How it works...

Through this recipe we will be able to access the user's resources, which must be available at http://localhost:8080/api/profile if the application is running correctly. Supposing you have followed all the steps in this recipe and the application is running, after retrieving an access token, you would be able to send a request to the profile endpoint to obtain the following JavaScript Object Notation (JSON) result:

{
 "name": "adolfo",
 "email": "adolfo@mailinator.com"
}

But to access this endpoint, you have to present a valid access token retrieved after the user's approval to share her profile. The access token in this case will be validated because of the Resource Server configuration. By adding the @EnableResourceServer annotation as we did for the OAuth2ResourceServer class, we are importing some configurations which will add the filter OAuth2AuthenticationProcessingFilter within the Spring Security's FilterChain configuration. That's the filter that will be in charge of starting the access token validation process for any endpoint that matches the /api/** pattern.

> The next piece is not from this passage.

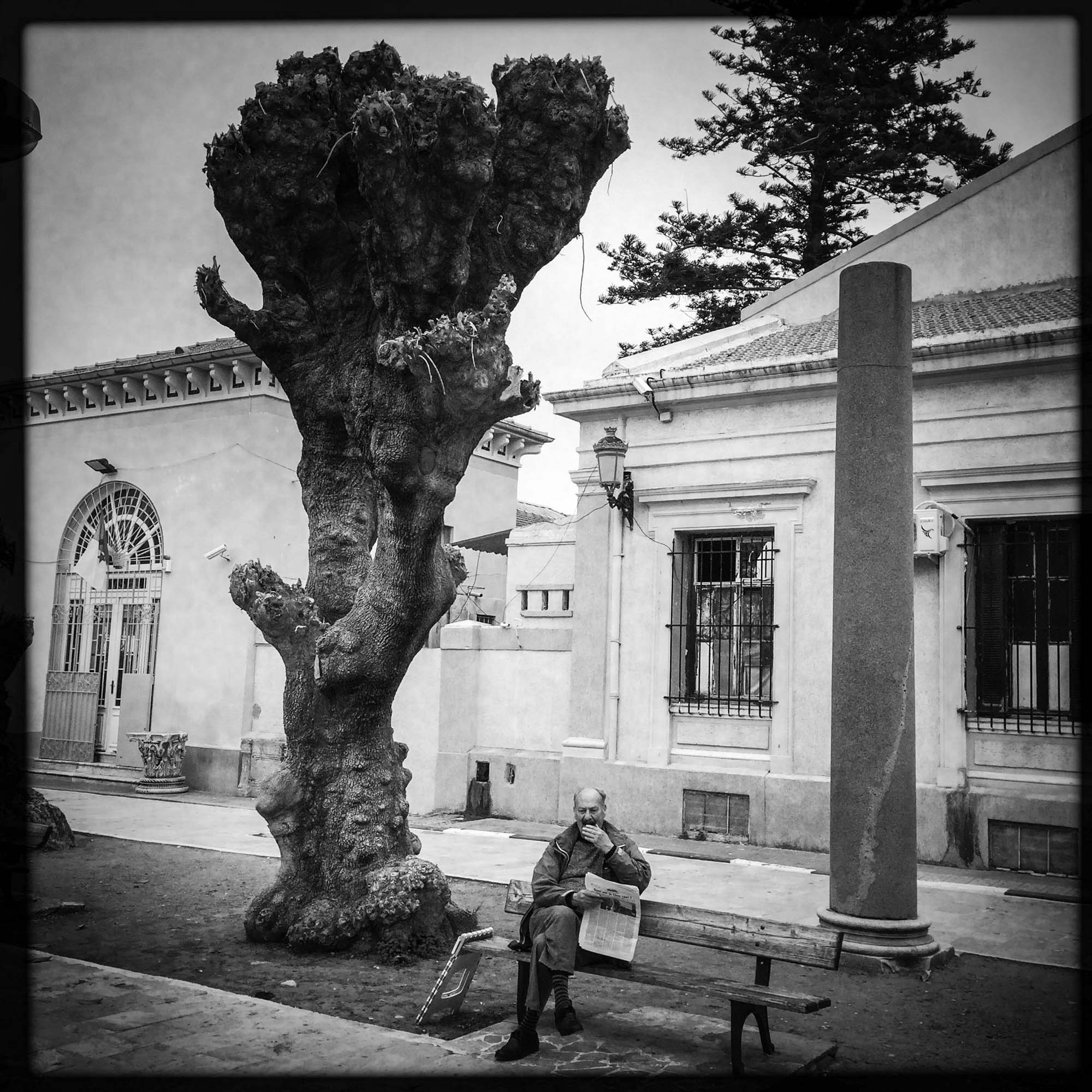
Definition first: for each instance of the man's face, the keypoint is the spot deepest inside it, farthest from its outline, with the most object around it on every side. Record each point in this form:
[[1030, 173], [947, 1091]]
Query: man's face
[[589, 809]]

In addition to the Resource Server configuration, we added the Authorization Server configuration through the OAuth2AuthorizationServer class. By looking at the OAuth2AuthorizationServer class, you might realize that it does not contain a lot of code. It's really easy to configure an Authorization Server with Spring Security OAuth2 Framework, but there are a lot of things happening behind the scenes.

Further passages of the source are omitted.